Qovan no longer goes to school. “I would like to, but there is no school here in Seje. Hopefully, next year, I will be able to commute to Duhok and go to school there.” He laughs when we ask what life is like in Seje. “I do not know what to think about it. We live in a house without furniture. My dream is to go home. One day.”
Stuck on Mount Sinjar
Omar is in his twenties. He is a Yazidi from Sinjar. He studies psychology in Duhok. When Lavigne Putrus, Cordaid’s health expert in Kurdistan and a medical doctor, asks him some questions, he takes time to answer them. “When we were surrounded by ISIL, we fled to the mountain near Sinjar. We sat there for 6 months. We were stuck. We lived on the food that was dropped from aircrafts”, he explains.
Sinjar has been recaptured on ISIL. But according to Omar the city is largely in ruins. Five months ago he left Sinjar. In order to continue his university studies, Omar left the place. Eventually he found a home in Seje, where a Christian family offered him and five other Yazidi refugees free shelter. His new faculty at Duhok is not too far away.
Health center for 7000 people closed its doors
A month ago, Seje’s primary healthcare center closed its doors. The medical organization that ran the center decided to leave. And the local government does not have the means to take over. It’s a disaster for the overpopulated village. Omar puts it like this: “When you’re ill you easily pay 20,000 Iraqi dinar for a taxi to take you to the nearest hospital in Duhok. And then you haven’t even paid for the drugs that are prescribed by the doctor. Most displaced people cannot afford that. So they simply skip going to a doctor. And their poor health further deteriorates.”
Cordaid jumps in
To provide access to basic healthcare – both to Yazidi IDPs and to Seje residents – Cordaid jumped in to fill in the health gap. Lavigne Putrus: “Our support will allow two doctors, two nurses, one pharmacist, one vaccine expert and two nutritionists to work here. We will make sure drugs are available and people can come for consultations and basic treatments. Children will be vaccinated to prevent the outbreak of diseases like measles. And we will offer special medical nutrition services. This is badly needed, given the fact that we have already detected over a hundred cases of undernourishment among children.”
Seje’s primary health care center will not be able to treat emergency cases. “But we will refer them to hospitals in the area, such as the emergency hospital in Duhok”, explains Putrus.

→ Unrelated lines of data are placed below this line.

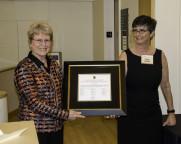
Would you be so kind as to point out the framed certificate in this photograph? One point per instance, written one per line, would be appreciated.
(95, 87)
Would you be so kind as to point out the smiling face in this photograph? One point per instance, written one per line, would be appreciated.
(142, 35)
(40, 45)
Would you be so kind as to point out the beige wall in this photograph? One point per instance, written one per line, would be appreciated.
(72, 22)
(98, 30)
(7, 84)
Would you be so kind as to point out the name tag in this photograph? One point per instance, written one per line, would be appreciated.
(147, 59)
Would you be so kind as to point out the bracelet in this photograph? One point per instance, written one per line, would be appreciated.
(171, 111)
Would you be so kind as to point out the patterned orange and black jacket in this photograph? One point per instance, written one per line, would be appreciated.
(40, 93)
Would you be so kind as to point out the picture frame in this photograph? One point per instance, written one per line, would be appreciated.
(95, 88)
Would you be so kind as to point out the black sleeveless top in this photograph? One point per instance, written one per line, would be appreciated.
(142, 82)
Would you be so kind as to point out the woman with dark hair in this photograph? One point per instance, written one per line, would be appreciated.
(146, 70)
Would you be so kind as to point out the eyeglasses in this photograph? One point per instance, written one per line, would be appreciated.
(141, 31)
(41, 41)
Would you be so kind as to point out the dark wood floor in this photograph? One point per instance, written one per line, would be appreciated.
(91, 130)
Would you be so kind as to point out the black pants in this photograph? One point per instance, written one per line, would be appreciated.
(51, 137)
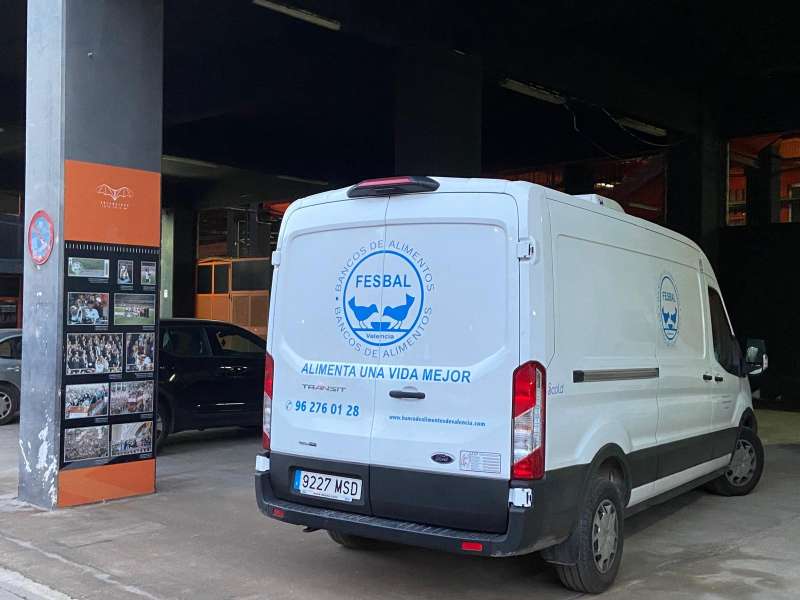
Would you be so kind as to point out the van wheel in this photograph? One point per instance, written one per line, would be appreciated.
(353, 542)
(745, 468)
(598, 537)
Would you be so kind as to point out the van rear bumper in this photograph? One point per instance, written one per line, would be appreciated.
(546, 523)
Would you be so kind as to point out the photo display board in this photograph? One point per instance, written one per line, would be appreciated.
(110, 376)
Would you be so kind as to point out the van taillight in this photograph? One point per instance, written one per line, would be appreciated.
(269, 379)
(529, 421)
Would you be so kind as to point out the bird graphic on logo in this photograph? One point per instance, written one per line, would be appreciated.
(667, 316)
(114, 193)
(362, 313)
(398, 314)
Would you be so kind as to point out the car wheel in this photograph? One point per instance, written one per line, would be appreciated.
(163, 425)
(745, 468)
(9, 403)
(353, 542)
(598, 537)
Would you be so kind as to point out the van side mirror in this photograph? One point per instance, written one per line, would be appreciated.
(755, 356)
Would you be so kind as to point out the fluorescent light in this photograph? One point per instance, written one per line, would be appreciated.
(301, 180)
(299, 13)
(534, 91)
(643, 127)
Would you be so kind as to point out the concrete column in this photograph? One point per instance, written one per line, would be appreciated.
(438, 113)
(696, 186)
(184, 259)
(167, 262)
(40, 416)
(93, 161)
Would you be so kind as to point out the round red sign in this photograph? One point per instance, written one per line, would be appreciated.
(41, 235)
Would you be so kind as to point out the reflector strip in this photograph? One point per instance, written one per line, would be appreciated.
(472, 546)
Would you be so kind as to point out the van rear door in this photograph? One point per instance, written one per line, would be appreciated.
(447, 342)
(322, 402)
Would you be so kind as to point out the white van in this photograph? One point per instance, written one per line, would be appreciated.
(494, 368)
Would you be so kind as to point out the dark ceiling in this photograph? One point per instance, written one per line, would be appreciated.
(247, 87)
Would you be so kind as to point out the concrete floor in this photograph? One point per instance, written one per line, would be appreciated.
(202, 537)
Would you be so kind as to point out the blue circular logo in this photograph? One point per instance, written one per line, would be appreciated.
(669, 305)
(383, 298)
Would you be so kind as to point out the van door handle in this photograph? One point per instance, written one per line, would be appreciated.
(407, 394)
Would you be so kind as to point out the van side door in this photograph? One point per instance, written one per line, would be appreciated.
(726, 369)
(684, 396)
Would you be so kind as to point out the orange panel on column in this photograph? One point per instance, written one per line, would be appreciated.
(113, 205)
(107, 482)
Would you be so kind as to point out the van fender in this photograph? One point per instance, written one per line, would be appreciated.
(604, 433)
(566, 553)
(748, 419)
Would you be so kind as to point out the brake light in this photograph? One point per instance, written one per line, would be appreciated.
(393, 185)
(529, 385)
(269, 379)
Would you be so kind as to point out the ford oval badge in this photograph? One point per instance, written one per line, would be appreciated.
(442, 458)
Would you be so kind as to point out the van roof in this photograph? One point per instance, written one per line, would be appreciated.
(483, 185)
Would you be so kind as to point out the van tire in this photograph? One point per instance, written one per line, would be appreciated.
(353, 542)
(585, 575)
(731, 483)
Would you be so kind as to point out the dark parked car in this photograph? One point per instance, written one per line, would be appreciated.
(211, 374)
(10, 363)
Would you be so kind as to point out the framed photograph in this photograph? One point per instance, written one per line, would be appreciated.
(125, 272)
(131, 438)
(86, 400)
(87, 308)
(79, 266)
(140, 351)
(94, 353)
(131, 397)
(148, 273)
(134, 309)
(86, 443)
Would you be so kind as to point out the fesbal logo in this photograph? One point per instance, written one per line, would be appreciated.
(669, 307)
(383, 298)
(115, 198)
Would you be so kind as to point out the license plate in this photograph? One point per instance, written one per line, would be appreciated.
(322, 485)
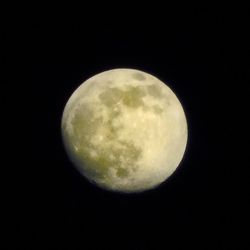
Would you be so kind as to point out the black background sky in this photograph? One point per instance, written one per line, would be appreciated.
(201, 53)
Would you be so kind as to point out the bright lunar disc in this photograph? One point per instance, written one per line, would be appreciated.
(124, 130)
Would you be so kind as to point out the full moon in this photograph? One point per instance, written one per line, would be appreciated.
(124, 130)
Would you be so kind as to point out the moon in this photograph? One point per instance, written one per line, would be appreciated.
(124, 130)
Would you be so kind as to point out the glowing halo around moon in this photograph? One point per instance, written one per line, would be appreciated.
(124, 130)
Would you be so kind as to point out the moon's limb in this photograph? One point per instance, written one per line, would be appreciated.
(125, 130)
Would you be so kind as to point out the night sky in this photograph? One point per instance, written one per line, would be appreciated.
(201, 55)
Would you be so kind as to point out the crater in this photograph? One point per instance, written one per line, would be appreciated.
(139, 76)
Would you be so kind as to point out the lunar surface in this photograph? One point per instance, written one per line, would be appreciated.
(124, 130)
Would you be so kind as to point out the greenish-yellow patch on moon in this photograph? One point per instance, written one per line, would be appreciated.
(124, 130)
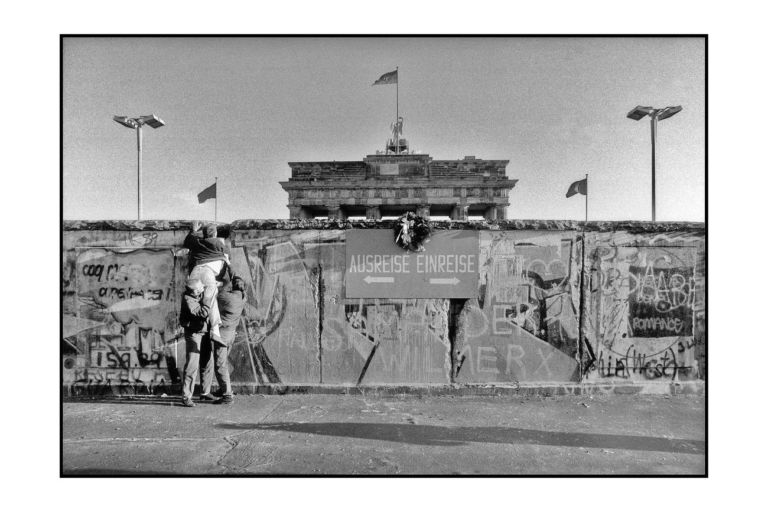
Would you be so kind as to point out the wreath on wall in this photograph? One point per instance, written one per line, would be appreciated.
(412, 232)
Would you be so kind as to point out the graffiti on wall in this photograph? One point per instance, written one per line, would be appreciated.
(642, 321)
(299, 324)
(122, 328)
(524, 326)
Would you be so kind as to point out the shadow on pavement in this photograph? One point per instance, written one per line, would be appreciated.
(455, 436)
(97, 472)
(168, 401)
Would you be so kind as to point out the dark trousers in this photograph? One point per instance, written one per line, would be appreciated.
(194, 342)
(214, 360)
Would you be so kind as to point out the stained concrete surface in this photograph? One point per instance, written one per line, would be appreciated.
(401, 435)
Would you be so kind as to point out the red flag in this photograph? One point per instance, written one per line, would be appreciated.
(208, 193)
(387, 78)
(577, 187)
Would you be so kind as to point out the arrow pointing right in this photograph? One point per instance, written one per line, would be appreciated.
(371, 279)
(444, 280)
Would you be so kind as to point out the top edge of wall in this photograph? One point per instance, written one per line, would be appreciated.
(285, 224)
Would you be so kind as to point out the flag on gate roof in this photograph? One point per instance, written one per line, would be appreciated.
(577, 187)
(387, 78)
(208, 193)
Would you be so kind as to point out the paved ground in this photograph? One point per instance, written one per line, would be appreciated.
(361, 435)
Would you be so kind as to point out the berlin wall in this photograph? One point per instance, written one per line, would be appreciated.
(632, 312)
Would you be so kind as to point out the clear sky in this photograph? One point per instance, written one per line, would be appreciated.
(242, 108)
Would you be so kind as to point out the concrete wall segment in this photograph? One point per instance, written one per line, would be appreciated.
(121, 282)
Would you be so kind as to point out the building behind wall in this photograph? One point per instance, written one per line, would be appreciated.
(397, 180)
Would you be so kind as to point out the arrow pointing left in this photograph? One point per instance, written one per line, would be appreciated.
(371, 279)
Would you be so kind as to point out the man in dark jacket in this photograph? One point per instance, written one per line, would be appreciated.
(231, 304)
(194, 319)
(208, 260)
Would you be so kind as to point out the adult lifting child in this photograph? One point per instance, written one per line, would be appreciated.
(209, 263)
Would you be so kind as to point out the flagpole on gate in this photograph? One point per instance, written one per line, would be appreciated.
(586, 200)
(397, 107)
(582, 298)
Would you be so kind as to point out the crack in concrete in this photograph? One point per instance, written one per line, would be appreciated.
(134, 439)
(236, 446)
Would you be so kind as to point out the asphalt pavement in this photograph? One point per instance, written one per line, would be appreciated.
(402, 435)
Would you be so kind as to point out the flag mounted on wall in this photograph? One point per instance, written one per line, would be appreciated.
(208, 193)
(387, 78)
(577, 187)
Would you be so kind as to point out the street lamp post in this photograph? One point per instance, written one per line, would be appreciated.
(135, 123)
(656, 115)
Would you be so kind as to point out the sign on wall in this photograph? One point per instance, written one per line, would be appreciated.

Less pressure on health systems
These referrals are of great importance. But at least as important is the filtering effect of a well-functioning clinic in a village like Seje. If people have access to medical assistance outside of the bigger cities, they are less likely to end up in one of the bigger hospitals like the one we visited in Duhok. And thus the pressure on healthcare facilities caused by the war becomes somewhat less intolerable.